News Video Uploading

An interesting recent trend, enabled by the ubiquitous availability of mobile devices, is that regular citizens report events which news providers then disseminate, e.g., CNN iReport. Often such news are captured in places with very weak network infrastructures and it is imperative that a citizen journalist can quickly and reliably upload videos in the face of slow, unstable, and intermittent Internet access. We envision that some middleboxes are deployed to collect these videos over energy-efficient short-range wireless networks. Multiple videos may need to be prioritized, and then optimally transcoded and scheduled. In this study we introduce an adaptive middlebox design, called NEWSMAN, to support citizen journalists. NEWSMAN jointly considers two aspects under varying network conditions: (i) choosing the optimal transcoding parameters, and (ii) determining the uploading schedule for news videos. We design, implement, and evaluate an efficient scheduling algorithm to maximize a user-specified objective function. We conduct a series of experiments using trace-driven simulations, which confirm that our approach is practical and performs well. For instance, NEWSMAN outperforms the existing algorithms (i) by 12 times in terms of system utility (i.e., sum of utilities of all uploaded videos), and (ii) by 4 times in terms of the number of videos uploaded before their deadline. This work results in the following publication.

  1. Rajiv Ratn Shah, Mohamed Hefeeda, Roger Zimmermann, Khaled Harras, Cheng-Hsin Hsu, Yi Yu, "NEWSMAN: Uploading Videos over Adaptive Middleboxes to News Servers In Weak Network Infrastructures," In Springer Multimedia Modeling, (pages 100-113). Miami, Florida, USA, 2016.

SMS-based FAQ Retrieval

We provide solution for SMS and FAQs matching in Malayalam, Hindi and English laguages. In order to perform a matching between SMS queries and FAQ database, we introduce enhanced similarity score, proximity score, enhanced length score and an answer matching system. We introduce the stemming of terms and consider the effects of joining adjacent terms in SMS query and FAQ to improve the similarity score. We propose a novel method to normalize FAQ and SMS tokens to improve the accuracy for Hindi language. Moreover, we suggest a few character substitutions to handle error in the SMS query. We demonstrate the effectiveness of our approach by considering many real-life FAQ-datasets provided by FIRE from a number of different domains such as Health, Telecom, Insurance and Railway booking. Experimental results confirm that our solution for the SMS-based FAQ Retrieval monolingual task is very encouraging and among the top submissions which performed very well for English, Hindi and Malayalam. The Mean Reciprocal Rank (MRR) scores for our approach are 0.971, 0.973 and 0.761 respectively for English, Hindi and Malayalam SMS-based FAQ Retrieval monolingual task in FIRE 2012. Furthermore, our solution topped the task for Hindi language with MRR score equal to 0.971 in FIRE 2013. Our approach performs very well for English language as well in FIRE 2013 despite transcripts of the speech queries are included in test dataset along with the normal SMS queries. This work results in the following publications.
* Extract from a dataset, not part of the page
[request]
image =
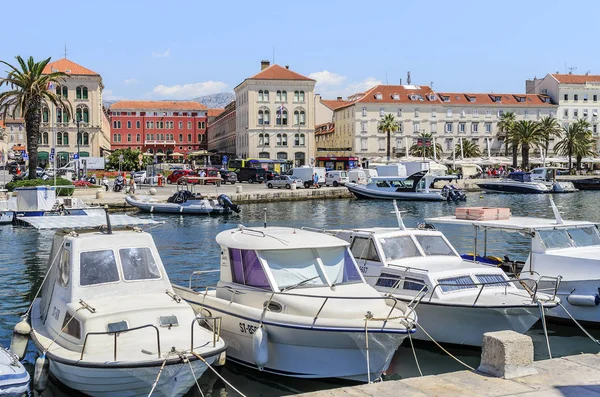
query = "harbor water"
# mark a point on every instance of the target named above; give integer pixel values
(187, 244)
  1. Anwar Shaikh, Rajiv Ratn Shah, and Rahis Shaikh. "SMS based FAQ Retrieval for Hindi, English and Malayalam," In Forum for Information Retrieval and Evaluation, pages 9-16. ACM, New Delhi, India, 2013. Download here.
  2. Anwar Shaikh, Mukul Jain, Mukul Rawat, Rajiv Ratn Shah, and Manoj Kumar "Improving Accuracy of SMS Based FAQ Retrieval System," In Multilingual Information Access in South Asian Languages , pages 142-156. Springer Berlin Heidelberg, 2013. Download here.